Neurological complications are present in about 75–90% of people with frank deficiency. These complications appear to be inversely related to the occurrence of the haematological symptoms (Healton et al 1991, Savage et al 1994). They include sensory disturbances in the extremities, motor disturbance and cognitive changes from memory loss to dementia, with or without mood change. There may also be visual disturbances, impotency and impaired bowel and bladder control. A study by Louwman et al (2000) indicated that cobalamin deficiency in the absence of haematological signs may also affect cognitive function in adolescence.

The indicators that are available for estimating requirements for vitamin B 12 include haematological response as well as measures of serum or plasma vitamin B 12 , MMA, homocysteine, formiminoglutamic acid, propionate and methylcitrate and holo-transcobalamin II.

Haematological responses that have been assessed include increases in haemoglobin, haematocrit and erythrocyte count or decreases in MCV or an optimal rise in reticulocyte numbers. Of these, MCV has limited use because of the 120 days needed to see change, and whilst erythrocyte, haemoglobin and haematocrit are robust they are slow to change. However, reticulocyte count is useful as increases in response to diet are apparent within 48 hours and reach a peak in 5–8 days.

Serum or plasma vitamin B 12 reflects both intake and stores but acceptable levels can be maintained for some time after deficiency occurs because of compensatory release of vitamin B 12 from tissues. Low levels would, however, represent long-term deficiency or chronic low intakes. MMA exhibits a four-fold range in the normal population but rises when the supply of vitamin B 12 is low or when absorption is affected (Joosten et al 1996). Elevated MMA levels can be reduced by vitamin B 12 administration (Joosten et al 1993, Naurath et al 1995, Norman & Morrison 1993, Pennypacker et al 1992).

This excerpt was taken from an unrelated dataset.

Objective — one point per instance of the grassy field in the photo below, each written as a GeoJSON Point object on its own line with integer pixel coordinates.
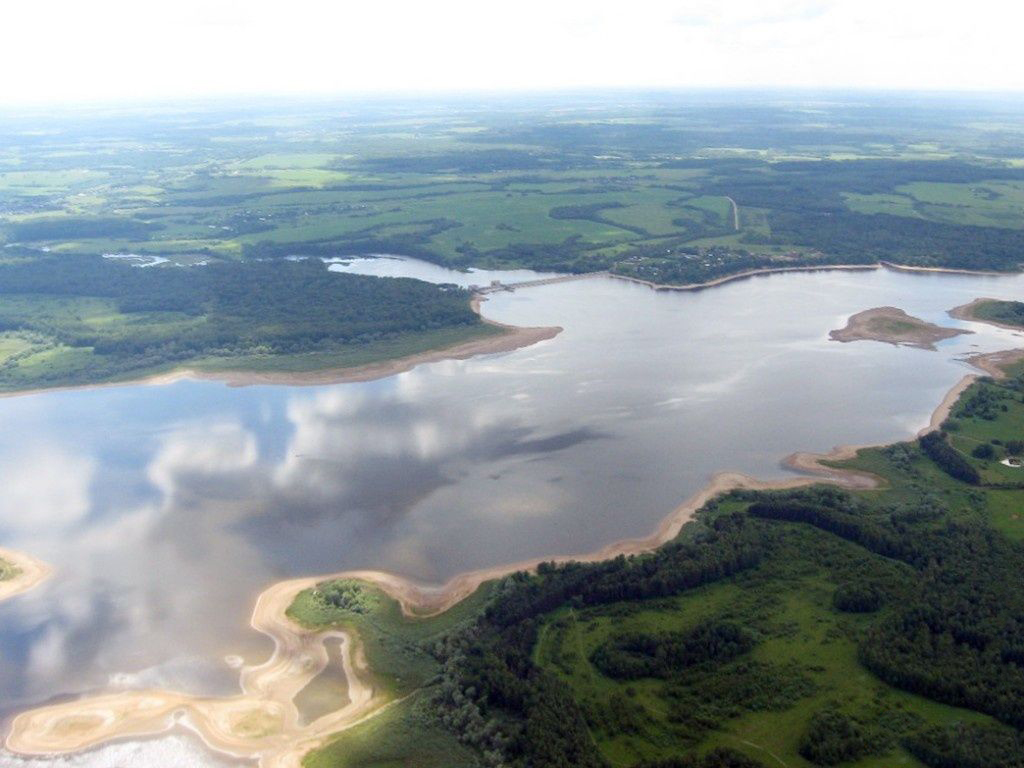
{"type": "Point", "coordinates": [465, 184]}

As the presence of elevated MMA represents a vitamin B 12 -specific change, MMA is the preferred indicator of vitamin B 12 status. However, there are not sufficient data available to use MMA levels to set dietary recommendations. Homocysteine concentration does change in response to vitamin B 12 status but it is not specific to vitamin B 12 , responding also to folate or vitamin B 6 status or both, and formiminoglutamic acid also changes with folate status. Proprionate and methylcitrate both respond to changes in vitamin B 12 status (Allen et al 1993), however they offer no advantages over MMA. Measures of holotranscobalamin II are insufficiently robust to allow the assessment of requirements.